Wednesday, October 21, 2009

The Reader - Bernhard Schlink

The Reader (Der Vorleser) is a novel by German law professor and judge Bernhard Schlink. It deals with the difficulties which subsequent generations have in comprehending the Holocaust; specifically, whether a sense of its origins and magnitude can be adequately conveyed solely through written and oral media. This question is increasingly at the center of Holocaust literature in the late 20th and early 21st century, as the victims and witnesses of the Holocaust die and its living memory begins to fade.
Schlink's book was well received in his native country, and also in the United States, winning several awards. The novel was a departure from Schlink's usual detective novels. It became the first German novel to top The New York Times bestseller list. It has been translated into 37 languages and has been included in the curricula of college-level courses in Holocaust literature and German language and German literature. A 2008 film adaptation directed by Stephen Daldry was received with mixed reviews.

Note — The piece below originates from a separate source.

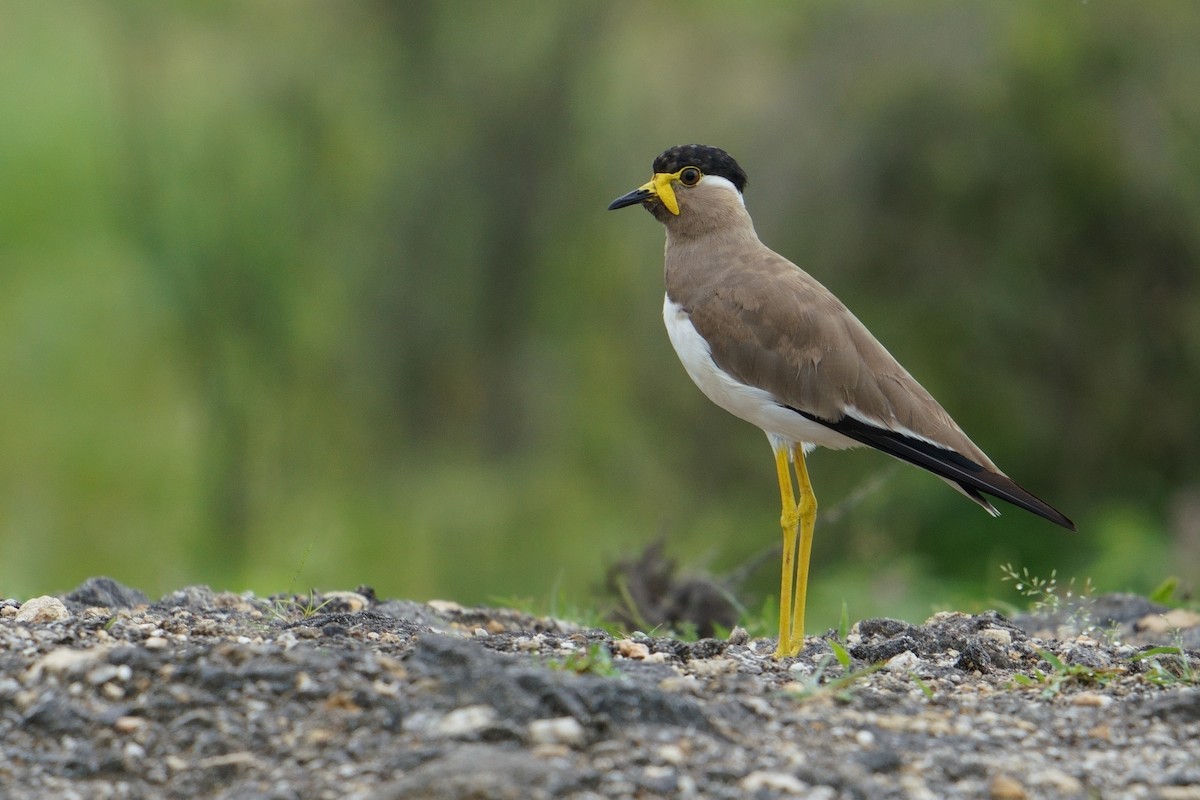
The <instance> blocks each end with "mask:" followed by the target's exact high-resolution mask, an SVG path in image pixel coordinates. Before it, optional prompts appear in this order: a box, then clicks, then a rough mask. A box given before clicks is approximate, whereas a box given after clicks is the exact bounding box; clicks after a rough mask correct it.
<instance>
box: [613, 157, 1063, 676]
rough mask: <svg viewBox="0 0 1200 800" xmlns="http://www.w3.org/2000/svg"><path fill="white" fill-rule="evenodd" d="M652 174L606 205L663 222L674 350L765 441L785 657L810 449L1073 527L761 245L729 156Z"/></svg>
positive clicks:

The novel's take on the Holocaust is doubly unusual among Holocaust fiction in that not only does it put historical distance between its narrative and the wartime period, it has as its main contact with those events a perpetrator instead of a victim.
Schlink's main theme is how his generation, and indeed all generations after the Third Reich, have struggled to come to terms with the crimes of the Nazis ("the past which brands us and with which we must live"). For his cohorts, there was the unique position of being blameless and the sense of duty to call to account their parents' generation - GENERATION ZERO

The New York Times: Arresting, philosophically elegant, morally complex. . . . Mr. Schlink tells his story with marvelous directness and simplicity.

Los Angeles Times: A formally beautiful, disturbing and finally morally devastating novel.

The New York Times Book Review: Moving, suggestive and ultimately hopeful. . . . [The Reader] leaps national boundaries and speaks straight to the heart.

Elle - Francine Prose, Haunting. . . . What Schlink does best, what makes this novel most memorable, are the small moments of highly charged eroticism.